Emotiva Audio Corporation
135 Southeast Parkway Court
Franklin, TN 37064
(615) 790-6754

M.'s picture

Am I the only one to see this player bears more than a passing resemblance with the Electrocompaniet products?

jhamill1's picture

Where are Emotiva products manufactured? China? Could you give me one more way to funnel our US dollars overseas, please? When will these units be on sale at Costco alongside Vizio TVs?

Patrick Butler's picture

Are you really whining about a $449 cd player made in China? 

jhamill1's picture

Buy American. Buy Canadian. Just don't need any more startups handing large amounts of our cash to China while scraping of their percentage. It's a free market. If people want to send the rewards of their hard labor overseas to satisfy desire and short-sighted greed, so be it. It should be called what it is, though.

Patrick Butler's picture

I understand your desire to purchase North American goods.  Last year I bought my first American vehicle- a Ford Focus.  Love the car.  While that car is produced in North America, it is made of components that are manufactured in China.  Many manufacturers today rely on a global supply chain that blurs notions of national identities.

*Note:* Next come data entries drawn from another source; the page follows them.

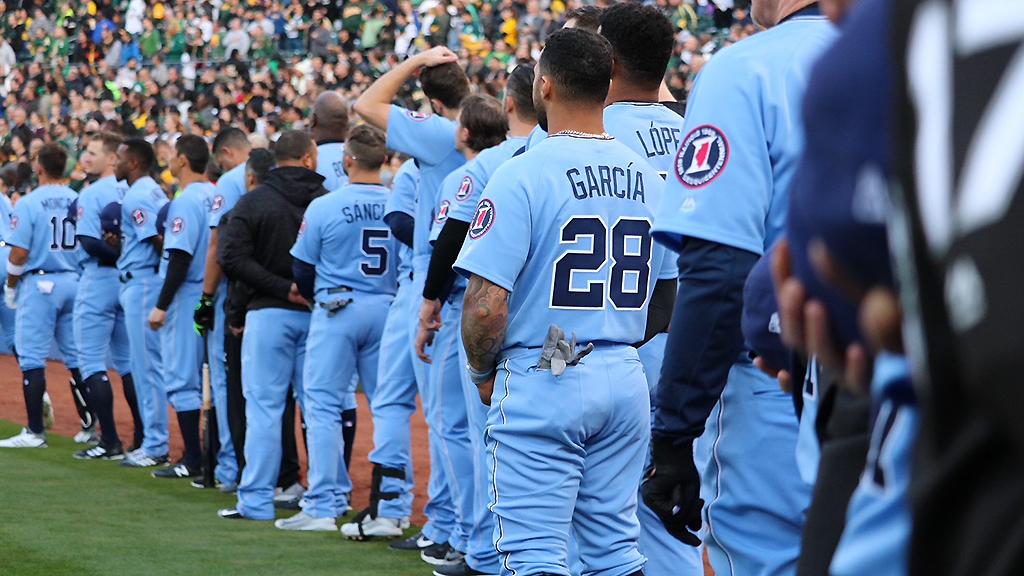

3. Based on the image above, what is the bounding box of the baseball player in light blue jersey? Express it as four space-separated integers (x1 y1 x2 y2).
643 1 836 576
417 72 537 574
416 94 516 575
456 29 676 576
341 153 421 545
150 134 215 478
0 194 14 353
193 127 251 492
74 134 144 459
830 353 919 576
309 90 348 192
0 143 78 448
354 47 469 565
600 2 703 576
115 138 169 467
275 125 408 531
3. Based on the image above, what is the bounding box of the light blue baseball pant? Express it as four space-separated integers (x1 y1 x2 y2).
637 332 703 576
74 266 131 379
427 292 475 553
829 354 919 576
302 292 393 518
454 290 499 574
368 272 419 516
121 270 169 456
14 272 78 372
238 308 309 520
159 282 203 412
485 344 650 576
406 274 456 542
210 282 239 484
694 361 811 576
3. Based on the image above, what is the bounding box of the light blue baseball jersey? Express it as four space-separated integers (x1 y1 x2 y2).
384 158 420 280
387 106 466 275
7 184 78 273
455 134 676 348
444 136 526 224
604 101 683 178
75 176 128 266
118 176 167 272
316 141 348 192
292 184 397 296
162 178 216 282
654 14 836 254
210 162 246 228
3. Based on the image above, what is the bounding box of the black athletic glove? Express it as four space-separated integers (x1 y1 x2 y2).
193 293 214 336
643 440 703 546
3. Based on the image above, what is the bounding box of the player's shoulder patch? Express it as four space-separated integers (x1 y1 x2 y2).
434 200 452 223
469 198 498 240
455 174 473 202
675 124 729 188
406 110 432 122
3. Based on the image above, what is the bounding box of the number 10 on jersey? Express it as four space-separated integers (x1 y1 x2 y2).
551 216 651 311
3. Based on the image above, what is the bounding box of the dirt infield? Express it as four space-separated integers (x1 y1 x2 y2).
0 356 430 525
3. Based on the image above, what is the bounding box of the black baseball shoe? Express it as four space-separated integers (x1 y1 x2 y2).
434 559 498 576
153 460 203 479
388 532 437 552
420 542 466 566
74 443 125 460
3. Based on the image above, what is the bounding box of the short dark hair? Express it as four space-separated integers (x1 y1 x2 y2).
121 138 157 172
539 28 611 102
92 132 125 154
246 148 276 182
36 142 68 178
459 94 509 152
601 2 675 89
213 126 249 154
273 130 316 164
174 134 210 174
505 65 537 121
345 124 387 170
420 63 469 109
565 4 601 32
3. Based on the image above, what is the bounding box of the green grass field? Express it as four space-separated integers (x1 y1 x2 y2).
0 420 430 576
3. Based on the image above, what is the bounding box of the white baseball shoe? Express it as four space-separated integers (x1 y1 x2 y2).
341 515 409 540
273 512 338 532
0 428 46 448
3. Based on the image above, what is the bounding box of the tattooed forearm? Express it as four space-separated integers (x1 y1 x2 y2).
462 276 509 372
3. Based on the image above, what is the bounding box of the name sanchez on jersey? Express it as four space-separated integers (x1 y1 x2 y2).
565 162 647 204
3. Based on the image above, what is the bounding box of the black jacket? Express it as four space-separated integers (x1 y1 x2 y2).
218 166 327 310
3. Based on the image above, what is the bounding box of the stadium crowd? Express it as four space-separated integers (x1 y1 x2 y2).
0 0 755 195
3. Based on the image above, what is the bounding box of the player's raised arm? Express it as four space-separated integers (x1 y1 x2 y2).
353 46 459 131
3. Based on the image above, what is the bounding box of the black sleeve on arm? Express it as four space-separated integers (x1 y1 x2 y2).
157 249 191 311
635 278 678 347
384 212 416 248
292 258 316 302
217 197 292 300
423 218 469 300
78 236 119 266
654 238 759 445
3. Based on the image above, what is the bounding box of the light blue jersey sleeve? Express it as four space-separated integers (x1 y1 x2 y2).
384 158 420 217
291 200 327 266
387 106 455 165
209 162 246 228
454 169 532 292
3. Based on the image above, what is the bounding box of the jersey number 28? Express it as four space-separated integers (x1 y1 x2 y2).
551 216 651 310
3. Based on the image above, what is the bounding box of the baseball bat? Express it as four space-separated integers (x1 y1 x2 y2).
203 338 217 488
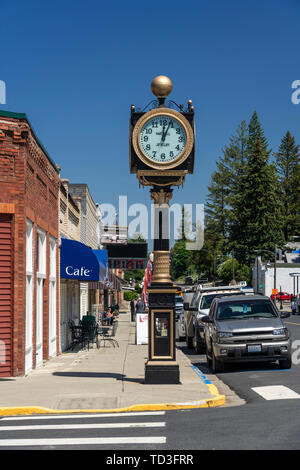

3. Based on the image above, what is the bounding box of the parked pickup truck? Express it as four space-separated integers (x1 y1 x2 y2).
183 285 244 354
202 295 291 372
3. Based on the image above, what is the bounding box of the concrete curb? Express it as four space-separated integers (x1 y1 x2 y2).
0 364 226 417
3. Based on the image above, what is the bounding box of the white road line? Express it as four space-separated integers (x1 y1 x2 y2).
0 411 166 423
252 385 300 400
0 436 166 447
0 421 166 432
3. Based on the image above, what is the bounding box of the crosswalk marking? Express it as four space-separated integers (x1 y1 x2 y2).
0 436 166 447
0 411 167 449
0 411 166 423
252 385 300 400
0 421 166 433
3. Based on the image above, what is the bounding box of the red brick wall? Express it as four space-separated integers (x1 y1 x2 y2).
0 115 59 376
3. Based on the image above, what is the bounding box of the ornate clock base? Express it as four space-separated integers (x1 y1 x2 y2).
145 361 180 385
145 283 180 384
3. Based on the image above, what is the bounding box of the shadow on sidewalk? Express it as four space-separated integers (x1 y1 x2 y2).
52 372 144 384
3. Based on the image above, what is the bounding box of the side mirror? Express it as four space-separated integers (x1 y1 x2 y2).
280 312 291 318
201 315 214 323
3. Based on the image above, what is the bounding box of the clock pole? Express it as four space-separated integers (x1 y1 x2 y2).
129 75 194 384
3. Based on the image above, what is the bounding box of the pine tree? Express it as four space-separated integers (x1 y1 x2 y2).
205 121 248 252
275 131 300 241
192 121 248 278
230 111 283 263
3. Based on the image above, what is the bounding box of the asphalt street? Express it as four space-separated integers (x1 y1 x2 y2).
0 316 300 452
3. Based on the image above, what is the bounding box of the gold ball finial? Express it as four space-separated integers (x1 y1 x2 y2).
151 75 173 98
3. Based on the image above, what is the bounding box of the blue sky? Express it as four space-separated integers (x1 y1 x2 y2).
0 0 300 242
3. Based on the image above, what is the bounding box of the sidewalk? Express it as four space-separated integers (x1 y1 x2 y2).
0 312 225 416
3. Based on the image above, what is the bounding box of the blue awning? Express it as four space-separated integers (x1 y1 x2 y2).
60 238 107 282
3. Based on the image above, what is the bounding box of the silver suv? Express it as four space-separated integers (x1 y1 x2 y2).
202 295 291 372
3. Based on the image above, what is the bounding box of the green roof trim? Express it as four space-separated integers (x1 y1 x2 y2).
0 110 59 173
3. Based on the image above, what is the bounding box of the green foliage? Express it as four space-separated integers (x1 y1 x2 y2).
124 290 138 302
217 259 252 285
275 131 300 241
230 112 283 265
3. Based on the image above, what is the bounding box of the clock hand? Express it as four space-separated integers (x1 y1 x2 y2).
163 121 171 141
160 126 165 143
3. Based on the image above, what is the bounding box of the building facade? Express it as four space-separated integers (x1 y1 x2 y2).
252 257 300 296
59 178 81 351
0 111 60 377
69 184 100 317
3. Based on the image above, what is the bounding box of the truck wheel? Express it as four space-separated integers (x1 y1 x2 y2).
279 357 292 369
185 336 194 349
194 338 205 354
212 349 224 374
206 351 211 367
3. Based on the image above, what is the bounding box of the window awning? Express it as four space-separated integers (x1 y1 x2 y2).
60 238 107 282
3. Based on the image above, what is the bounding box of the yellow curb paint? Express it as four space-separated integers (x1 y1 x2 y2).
0 394 226 416
0 364 226 416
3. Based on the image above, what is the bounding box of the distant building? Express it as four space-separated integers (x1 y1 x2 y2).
252 253 300 296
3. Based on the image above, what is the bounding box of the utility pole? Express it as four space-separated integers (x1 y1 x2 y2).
232 249 235 282
214 250 216 285
274 245 277 289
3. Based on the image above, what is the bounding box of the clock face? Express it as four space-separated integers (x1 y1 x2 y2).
138 114 187 163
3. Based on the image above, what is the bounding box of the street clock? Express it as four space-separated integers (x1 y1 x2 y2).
129 76 195 186
132 108 194 170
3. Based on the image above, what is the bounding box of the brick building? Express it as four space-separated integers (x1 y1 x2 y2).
0 111 60 377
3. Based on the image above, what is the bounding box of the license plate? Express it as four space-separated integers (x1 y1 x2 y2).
248 344 261 352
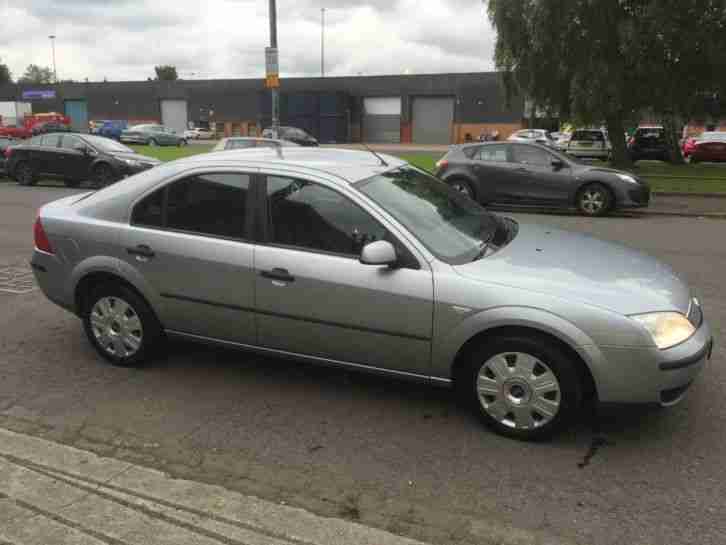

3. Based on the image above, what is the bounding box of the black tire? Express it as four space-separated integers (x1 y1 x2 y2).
15 161 36 185
576 183 615 217
92 163 116 189
446 178 477 201
456 335 583 441
82 283 163 367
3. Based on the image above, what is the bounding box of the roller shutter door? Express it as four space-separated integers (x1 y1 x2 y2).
161 100 189 134
413 97 454 144
363 97 401 144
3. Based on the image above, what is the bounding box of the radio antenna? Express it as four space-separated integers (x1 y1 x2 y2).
361 142 388 167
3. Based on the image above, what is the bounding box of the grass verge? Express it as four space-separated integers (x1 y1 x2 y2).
132 144 726 194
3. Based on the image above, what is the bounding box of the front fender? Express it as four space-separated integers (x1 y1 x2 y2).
432 306 599 382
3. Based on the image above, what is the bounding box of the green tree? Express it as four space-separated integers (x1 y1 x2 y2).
0 58 13 85
18 64 53 83
489 0 726 165
154 64 179 81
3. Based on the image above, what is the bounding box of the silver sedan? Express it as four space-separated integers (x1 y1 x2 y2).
32 148 713 439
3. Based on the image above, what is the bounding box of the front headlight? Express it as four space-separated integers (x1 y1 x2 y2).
631 312 696 350
616 174 638 184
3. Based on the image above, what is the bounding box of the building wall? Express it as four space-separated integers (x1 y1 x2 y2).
0 72 524 142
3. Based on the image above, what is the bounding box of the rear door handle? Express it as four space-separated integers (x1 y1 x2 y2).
126 244 156 259
260 267 295 282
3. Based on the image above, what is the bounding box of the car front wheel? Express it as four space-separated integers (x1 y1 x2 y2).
577 184 613 216
459 335 582 440
83 284 161 367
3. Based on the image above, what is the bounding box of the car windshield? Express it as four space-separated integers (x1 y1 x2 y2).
84 136 135 153
355 166 499 264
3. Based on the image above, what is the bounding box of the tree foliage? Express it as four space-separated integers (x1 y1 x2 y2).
489 0 726 164
0 58 13 85
154 64 179 81
18 64 53 83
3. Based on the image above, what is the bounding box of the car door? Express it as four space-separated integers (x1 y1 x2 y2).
470 144 523 202
119 169 256 344
55 134 95 180
512 144 573 203
255 173 433 374
30 134 60 175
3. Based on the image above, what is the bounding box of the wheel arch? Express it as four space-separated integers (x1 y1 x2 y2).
572 177 619 206
444 306 603 397
451 325 597 399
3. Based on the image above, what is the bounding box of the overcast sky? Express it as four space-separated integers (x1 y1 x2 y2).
0 0 494 81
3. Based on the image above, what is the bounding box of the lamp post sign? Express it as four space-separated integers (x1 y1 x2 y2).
265 47 280 89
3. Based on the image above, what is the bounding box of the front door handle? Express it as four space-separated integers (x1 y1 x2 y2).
260 267 295 282
126 244 156 260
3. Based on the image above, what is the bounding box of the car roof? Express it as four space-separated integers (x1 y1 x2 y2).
164 147 407 183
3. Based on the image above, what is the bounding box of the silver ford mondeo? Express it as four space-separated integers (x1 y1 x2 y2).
32 148 713 439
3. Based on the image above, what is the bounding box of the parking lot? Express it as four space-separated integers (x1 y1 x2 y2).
0 183 726 545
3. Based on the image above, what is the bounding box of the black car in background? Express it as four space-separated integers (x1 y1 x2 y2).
0 136 20 174
30 121 71 136
262 127 319 147
435 142 650 216
7 133 160 187
628 127 670 162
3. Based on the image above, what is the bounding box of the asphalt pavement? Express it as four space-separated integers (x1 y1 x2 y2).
0 184 726 545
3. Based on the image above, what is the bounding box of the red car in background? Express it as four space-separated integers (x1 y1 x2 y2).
683 131 726 163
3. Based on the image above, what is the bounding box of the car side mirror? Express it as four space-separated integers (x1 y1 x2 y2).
360 240 398 267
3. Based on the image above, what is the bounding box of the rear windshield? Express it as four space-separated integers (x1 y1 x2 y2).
572 131 604 142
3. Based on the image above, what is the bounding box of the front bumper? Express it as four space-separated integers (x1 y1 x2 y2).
583 321 713 406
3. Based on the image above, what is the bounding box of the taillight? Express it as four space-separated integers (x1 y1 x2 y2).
33 216 54 254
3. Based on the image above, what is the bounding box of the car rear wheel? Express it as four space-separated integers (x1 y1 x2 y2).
448 178 476 200
15 161 35 185
577 184 613 216
83 284 162 367
93 163 114 188
459 335 583 441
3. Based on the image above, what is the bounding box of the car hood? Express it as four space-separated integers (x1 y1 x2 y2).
454 224 690 315
109 152 161 165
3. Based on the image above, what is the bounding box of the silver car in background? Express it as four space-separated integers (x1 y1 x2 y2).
32 148 712 439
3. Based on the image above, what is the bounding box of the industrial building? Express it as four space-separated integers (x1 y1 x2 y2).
0 72 524 144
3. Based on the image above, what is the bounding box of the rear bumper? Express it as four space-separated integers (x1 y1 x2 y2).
30 248 75 313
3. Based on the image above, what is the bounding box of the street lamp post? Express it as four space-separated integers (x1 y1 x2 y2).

Emotiva is no different.  They have headquarters in Tennessee that employs Americans.  Check their website right now, and you'll find two positions available.  Their business model is commendable.  Offer great sounding components that real people can afford, made possible by American engineering, design and customer service coupled with efficient Chinese manufacturing and a direct to consumer sales model.  That's what made those two jobs being offered in Tennessee possible. 

jhamill1's picture

A handful of people are skimming a small percentage off of the money cheap consumers seem all to willing to send overseas. Wouldn't it be better to add a factoryworth of (hopefully union-free) jobs for skilled Americans? Short sighted and greedy.

wozwoz's picture

> Because I am an audiophile, I want to hear that music through the best possible source component


If the author wanted to hear music through the best possible source component, he wouldn't be listening to low-resolution CDs, still stuck at 44.1 kHz sampling. This machine can't even play hi-rez SACDs. History. Time to move on to hi-rez.